Evaluating the Mobile Flux Plane (MFP) Method to Estimate Methane Emissions Using Large Eddy Simulations (LES)


Kumar R, Mitchell DA, Steinhoff DF, Saide P, Kosovic B, Downey N, Blewitt D, Delle Monache L. Evaluating the Mobile Flux Plane (MFP) Method to Estimate Methane Emissions Using Large Eddy Simulations (LES). Journal of Geophysical Research: Atmospheres [Internet]. 2021;126 (5) :e2020JD032663.

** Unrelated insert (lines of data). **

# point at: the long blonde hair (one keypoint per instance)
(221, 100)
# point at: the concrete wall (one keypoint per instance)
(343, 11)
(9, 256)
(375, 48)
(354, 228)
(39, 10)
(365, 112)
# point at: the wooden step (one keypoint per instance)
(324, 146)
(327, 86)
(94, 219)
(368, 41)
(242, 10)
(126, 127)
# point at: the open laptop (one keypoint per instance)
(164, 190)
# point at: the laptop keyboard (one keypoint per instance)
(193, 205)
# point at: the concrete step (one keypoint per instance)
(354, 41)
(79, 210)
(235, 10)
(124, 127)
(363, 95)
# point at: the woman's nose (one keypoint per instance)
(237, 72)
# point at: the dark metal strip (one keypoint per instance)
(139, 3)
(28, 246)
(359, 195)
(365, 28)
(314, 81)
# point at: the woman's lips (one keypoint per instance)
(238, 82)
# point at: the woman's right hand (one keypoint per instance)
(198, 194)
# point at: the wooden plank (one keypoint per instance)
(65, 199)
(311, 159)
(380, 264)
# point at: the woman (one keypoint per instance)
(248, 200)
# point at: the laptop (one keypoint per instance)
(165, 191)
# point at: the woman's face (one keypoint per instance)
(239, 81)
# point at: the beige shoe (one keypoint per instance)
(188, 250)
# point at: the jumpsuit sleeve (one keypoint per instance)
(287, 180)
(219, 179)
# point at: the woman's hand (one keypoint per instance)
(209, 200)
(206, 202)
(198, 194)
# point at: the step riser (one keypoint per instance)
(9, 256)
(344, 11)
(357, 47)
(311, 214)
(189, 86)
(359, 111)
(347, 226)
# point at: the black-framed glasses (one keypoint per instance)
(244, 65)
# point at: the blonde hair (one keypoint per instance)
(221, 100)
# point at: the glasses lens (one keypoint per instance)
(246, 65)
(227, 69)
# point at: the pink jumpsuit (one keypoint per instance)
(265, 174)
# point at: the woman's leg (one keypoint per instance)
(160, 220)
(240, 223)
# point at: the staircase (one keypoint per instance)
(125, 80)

Abstract This study evaluates the efficacy of the mobile flux plane (MFP) method to derive methane emissions from oil and gas production fields using a first-of-its-kind high-resolution methane concentration data set. Transport and dispersion of methane emissions from seven hypothetical well pads generated with an oil field emission simulator is simulated every second at 10 m resolution using the Weather Research and Forecasting (WRF) model in large eddy simulation mode. The time varying WRF-generated methane concentration data set is sampled by a simulated MFP system downwind of the seven well pads at five sampling distances of 50, 75, 100, 125, and 150 m. Several key findings highlight the significant variability in MFP emission rate estimates induced by atmospheric turbulence and variable source emission rates. Natural atmospheric turbulence alone was found to generate significant variability (33%–75%) in the MFP emission estimates with constant emission rates at the source location. It was also found that turbulent wind speed fluctuations over the duration of a transect can also affect MFP estimates up to about ±50% through convergence (divergence) that increases (decreases) methane concentrations, and by its effect on the assumption of steady winds over the duration of the transect. It was further found that the MFP method typically estimated about 19%–33% and 51%–75% of known site emission rates using the trapezoidal and Gaussian fit integration methods, respectively. Thus, methane concentrations would need to be measured to a much higher elevation to generate robust and accurate methane emission rate estimates.


e2020JD032663 2020JD032663